Sam leva la tête vers moi en fronçant les sourcils et se leva prestement.

- Il s'est passé quoi là ? Vous deviez vous expliquer.

- Faut croire que ça a pas marché.

- Vous êtes cons sérieux. J'ai pu le retenir avant qu'il parte. Il est sur le balcon. Je pense que c'est ta dernière chance, alors la gâche pas.

- Pourquoi t'insistes là, ça te fait quoi de toute façon ?

Il regarda en direction de la fenêtre derrière laquelle se dessinaient les contours massifs de l'algérien.

- Ça fait longtemps qu'il n'a passé autant de temps avec une fille. Et vu l'état dans lequel tu t'es mis depuis votre dispute, tu l'aimes bien aussi. Alors bouge ton cul putain.

Je levai les yeux au ciel.

Non, je n'étais pas attachée. Et puis pourquoi Sam se croyait-il doté d'une mission divine? Il jouait le stéréotype du médiateur dans les films romantiques, celui qui essayait à tout prix de créer l'étincelle nécessaire à la traditionnelle fin « ils se marièrent et eurent beaucoup d'enfants ». Ça n'était pas Hollywood ici.

Mes yeux se tournèrent vers Hakim. Peut-être lui devais-je au moins une explication.

Non, je ne lui devais rien.

Pourtant mon corps était fatalement attiré vers ce balcon à ce moment précis, et je ne pus le retenir d'en prendre la direction.

J'ouvris délicatement la fenêtre et pris le temps de respirer avant de me lancer.

- Je t'ai parlé de Kerian...

Aucune réaction, pas même un léger coup d'œil, il était figé, les yeux sur Paname, ignorant mon interruption.

- Tu as peut-être compris qu'il ne faisait pas que dans les combats de chien. Lui et des potes tenaient un réseau assez important dans Paname.

Il ne broncha pas.

- J'ai passé beaucoup de temps avec lui, à l'épauler quand ça n'allait pas, à le réconforter, et évidemment à essayer de le redresser un peu. Je le voyais s'abîmer, s'enfoncer un peu plus tous les jours, et je pensais pouvoir l'aider un peu. Mais il refusait de m'écouter, il préférait courir après l'argent, alors qu'il n'en avait pas vraiment besoin.

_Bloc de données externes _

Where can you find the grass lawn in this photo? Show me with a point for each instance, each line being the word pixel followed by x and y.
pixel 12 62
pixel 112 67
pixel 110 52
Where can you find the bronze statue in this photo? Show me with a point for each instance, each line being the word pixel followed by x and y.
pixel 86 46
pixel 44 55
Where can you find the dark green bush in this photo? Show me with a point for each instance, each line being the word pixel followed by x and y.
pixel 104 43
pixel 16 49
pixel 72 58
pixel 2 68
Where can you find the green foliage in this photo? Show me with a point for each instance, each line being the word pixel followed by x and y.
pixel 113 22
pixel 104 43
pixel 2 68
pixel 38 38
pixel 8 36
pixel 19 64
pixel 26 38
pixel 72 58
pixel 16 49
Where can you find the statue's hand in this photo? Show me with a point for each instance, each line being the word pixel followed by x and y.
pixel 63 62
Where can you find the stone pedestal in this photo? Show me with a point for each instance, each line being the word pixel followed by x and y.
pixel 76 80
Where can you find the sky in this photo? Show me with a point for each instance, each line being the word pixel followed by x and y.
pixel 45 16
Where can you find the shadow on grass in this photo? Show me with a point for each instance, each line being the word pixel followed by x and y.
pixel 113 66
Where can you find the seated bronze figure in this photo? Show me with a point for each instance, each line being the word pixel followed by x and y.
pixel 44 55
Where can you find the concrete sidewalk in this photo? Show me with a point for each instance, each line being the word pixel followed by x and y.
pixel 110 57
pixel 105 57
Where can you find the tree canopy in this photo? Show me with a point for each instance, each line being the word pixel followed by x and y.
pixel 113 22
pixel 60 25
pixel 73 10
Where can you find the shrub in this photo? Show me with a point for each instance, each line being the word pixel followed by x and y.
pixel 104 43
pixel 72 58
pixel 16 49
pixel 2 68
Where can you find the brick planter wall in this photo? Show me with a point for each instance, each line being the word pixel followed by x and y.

J'attendis une réponse quelques instants, un signe qu'il m'écoutait, mais rien ne vint. Alors je continuais pour moi-même, je n'avais jamais fait le bilan à voix haute, et maintenant que j'étais partie, il fallait que je finisse.

- J'étais complètement conne. J'ai pas vu la gravité des choses. Il avait pas mal de merde avec les flics et d'autres gars du quartier. Ils tournaient bien, ça attirait pas mal de convoitise. Je ne savais jamais s'il allait rentrer le soir.

Je soupirai.

- Après que j'ai découvert son activité avec les chiens, je suis partie, mais il a cherché à me joindre, je l'ai revu plusieurs fois, je crois que ça me faisait du bien malgré tout. Et un jour je n'ai plus eu de nouvelle de lui. Il s'est fait incarcérer pour une histoire de règlement de compte, un gars adverse aurait été planté, mais je crois qu'ils n'ont pas vraiment pu prouver qui était l'auteur du coup. En vérité j'en sais rien. Tout ce que je peux te dire c'est que j'ai mis du temps à me relever.